Wallerius J., Trejo L.J., Matthews R., Rosipal R., and Caldwell J.A.

Robust feature extraction and classification of EEG spectra for real-time classification of cognitive state

Proceedings of 11th International Conference on Human Computer Interaction, Las Vegas, NV, 2005.

We developed an algorithm to extract and combine EEG spectral features, which effectively classifies cognitive states and is robust in the presence of sensor noise. The algorithm uses a partial-least squares (PLS) algorithm to decompose multi-sensor EEG spectra into a small set of components. These components are chosen such that they are linearly orthogonal to each other and maximize the covariance between the EEG input variables and discrete output variables, such as different cognitive states. A second stage of the algorithm uses robust cross-validation methods to select the optimal number of components for classification.

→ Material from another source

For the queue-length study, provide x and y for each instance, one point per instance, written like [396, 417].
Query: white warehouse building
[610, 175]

The algorithm can process practically unlimited input channels and spectral resolutions. No a priori information about the spatial or spectral distributions of the sources is required. A final stage of the algorithm uses robust cross-validation methods to reduce the set of electrodes to the minimum set that does not sacrifice classification accuracy. We tested the algorithm with simulated EEG data in which mental fatigue was represented by increases frontal theta and occipital alpha band power. We synthesized EEG from bilateral pairs of frontal theta sources and occipital alpha sources generated by second-order autoregressive processes. We then excited the sources with white noise and mixed the source signals into a 19- channel sensor array (10-20 system) with the three-sphere head model of the BESA Dipole Simulator. We generated synthetic EEG for 60 2-second long epochs. Separate EEG series represented the alert and fatigued states, between which alpha and theta amplitudes differed on average by a factor of two. We then corrupted the data with broadband white noise to yield signal-to-noise ratios (SNR) between 10 dB and -15 dB. We used half of the segments for training and cross-validation of the classifier and the other half for testing. Over this range of SNRs, classifier performance degraded smoothly, with test proportions correct (TPC) of 94%, 95%, 96%, 97%, 84%, and 53% for SNRs of 10 dB, 5 dB, 0 dB, -5 dB, -10 dB, and -15 dB, respectively. We will discuss the practical implications of this algorithm for real-time state classification and an off-line application to EEG data taken from pilots who performed cognitive and flight tests over a 37-hour period of extended wakefulness.